Independente da estação do ano, a cidade não conseguia esconder seu berço, projetada que fora por equipes contratadas para tal fim. Nada mais era, além de um típico projeto arquitetônico de incorporação imobiliária, ela inteira fruto de concepção artificial, pensada por arquitetos e urbanistas, desde o entrecruzar harmonioso das unidades residenciais ao tipo de peixe que habitava os lagos, desde as plantas que formavam as cercas vivas aos nomes poéticos dados às ruas.
Não possuía uma História, aquela cidade, ignorava o que fosse passado, desconhecia o que fosse tradição, raízes. Sua data de nascimento era a dos registros oficiais que haviam autorizado o início das obras de sua construção, em local pré-determinado daquelas planícies do Meio-oeste norte-americano. Na verdade, assemelhava-se mais a uma maquete, ou a um cenário onde se embalava, para presente, o American Dream.
À noite retornavam os homens e mulheres que tinham saído cedinho de casa para trabalhar. Reviam brevemente suas famílias, deixadas sem despedidas na pressa das madrugadas. Comiam diante do aparelho de TV e adormeciam sem sonhos, é como eu imaginava.

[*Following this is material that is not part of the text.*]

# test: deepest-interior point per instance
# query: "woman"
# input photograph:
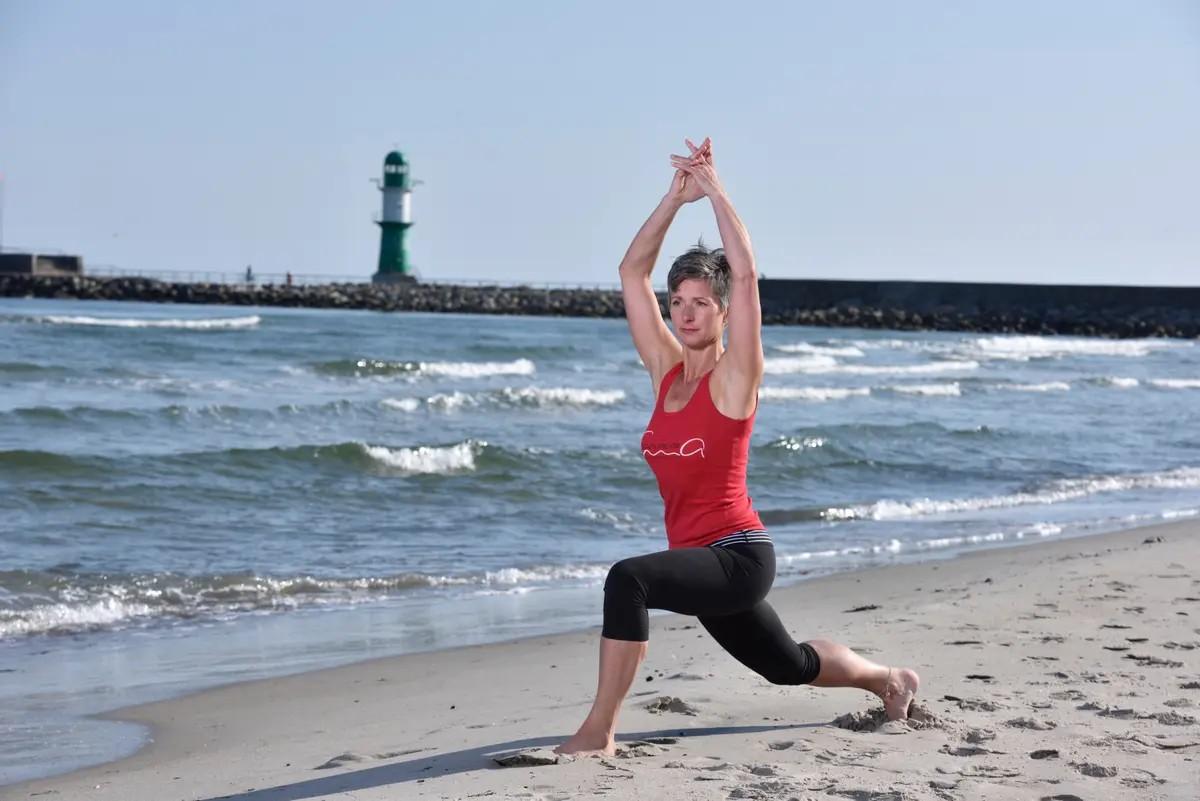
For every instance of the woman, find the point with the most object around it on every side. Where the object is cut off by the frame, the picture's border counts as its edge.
(720, 562)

As vitrines dos shoppings reluziam na exposição permanente dos desejos de consumo, acessíveis à maioria dos bolsos. Nos supermercados, em cada gôndola o espanto com a variedade inconcebível de opções para um mesmo produto, com a diversidade de produtos procedentes dos quatro cantos da Terra, tornando lentas as escolhas. Frutas e legumes mais pareciam joias preciosas, polidas, iluminadas, esquecidas do chão de onde haviam sido extraídas. Não tinham marcas nem machucados, nenhuma mancha ou sabor.

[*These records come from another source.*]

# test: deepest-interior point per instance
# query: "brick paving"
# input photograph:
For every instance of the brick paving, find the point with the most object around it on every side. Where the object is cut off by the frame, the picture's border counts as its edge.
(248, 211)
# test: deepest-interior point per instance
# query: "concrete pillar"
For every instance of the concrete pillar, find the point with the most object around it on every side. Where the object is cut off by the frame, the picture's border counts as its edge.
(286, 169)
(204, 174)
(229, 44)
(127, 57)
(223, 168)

Meus filhos iam à escola pública e embarcavam no ônibus amarelo que parava do outro lado da rua, recolhendo a criançada da vizinhança. Cruzavam a rua sem medo. Recebiam gratuitamente todo o material escolar, o lanche, a programação extraclasse. Estudavam Ciência em excursões a museus de História Natural, aprendiam criatividade em Museus de Arte, e se integravam a caminhadas nos bosques vizinhos – futuras incorporações imobiliárias, eu desconfiava – para aprender sobre fauna e flora locais. Faziam amigos.

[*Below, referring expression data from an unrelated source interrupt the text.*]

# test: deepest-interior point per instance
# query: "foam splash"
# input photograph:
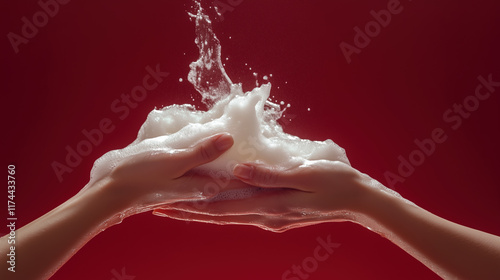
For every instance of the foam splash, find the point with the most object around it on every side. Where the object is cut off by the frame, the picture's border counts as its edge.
(251, 119)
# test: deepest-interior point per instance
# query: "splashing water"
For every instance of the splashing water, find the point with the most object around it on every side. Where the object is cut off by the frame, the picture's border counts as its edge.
(249, 117)
(207, 73)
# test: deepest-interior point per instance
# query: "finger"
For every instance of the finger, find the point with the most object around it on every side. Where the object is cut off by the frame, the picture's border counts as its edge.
(271, 202)
(274, 224)
(205, 151)
(196, 187)
(267, 177)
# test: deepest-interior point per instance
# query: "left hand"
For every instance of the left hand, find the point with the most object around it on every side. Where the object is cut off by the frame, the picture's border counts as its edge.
(144, 181)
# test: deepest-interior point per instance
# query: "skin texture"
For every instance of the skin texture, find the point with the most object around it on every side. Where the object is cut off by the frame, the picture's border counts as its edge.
(325, 191)
(129, 189)
(316, 192)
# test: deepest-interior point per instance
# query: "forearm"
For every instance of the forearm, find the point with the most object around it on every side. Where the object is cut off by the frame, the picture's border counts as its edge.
(45, 244)
(449, 249)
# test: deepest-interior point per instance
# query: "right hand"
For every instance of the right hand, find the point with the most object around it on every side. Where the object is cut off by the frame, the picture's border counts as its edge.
(316, 192)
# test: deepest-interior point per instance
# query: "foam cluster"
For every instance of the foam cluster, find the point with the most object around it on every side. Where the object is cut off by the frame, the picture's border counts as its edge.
(251, 118)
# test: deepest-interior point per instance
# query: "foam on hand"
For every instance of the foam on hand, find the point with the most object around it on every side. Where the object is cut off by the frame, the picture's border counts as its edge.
(250, 118)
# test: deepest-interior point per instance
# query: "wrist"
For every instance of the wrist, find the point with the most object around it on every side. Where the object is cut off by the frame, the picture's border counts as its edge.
(377, 201)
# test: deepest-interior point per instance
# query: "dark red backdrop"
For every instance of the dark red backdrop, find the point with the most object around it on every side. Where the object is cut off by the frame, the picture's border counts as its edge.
(395, 90)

Eu estudava inglês. Ouvir, falar, ler, escrever. Uma vez, em uma aula sobre os cinco sentidos, a jovem professora perguntou qual o pior cheiro que havíamos sentido na vida. The worst smell. Um homem asiático, sentado na fila de trás, respondeu: Human flesh burning. Eu já sabia suficientemente a língua, e sobre a maldade, para entender.
Eu dormia descansada no ventre opulento da baleia. Mas insistia em não esquecer a existência de um mundo real, com ruas desiguais, mato nascendo entre paralelepípedos, um mundo de ruas emaranhadas, terrenos baldios, de animais domésticos pastando à sombra, indiferentes ao tráfego, um mundo de fios elétricos entrançados de um poste a outro, de gente falando alto, música nas esquinas, feiras a céu aberto. Antes de dormir, eu zelava pela capacidade de voltar a caminhar, de olhos fechados, em meio ao caos.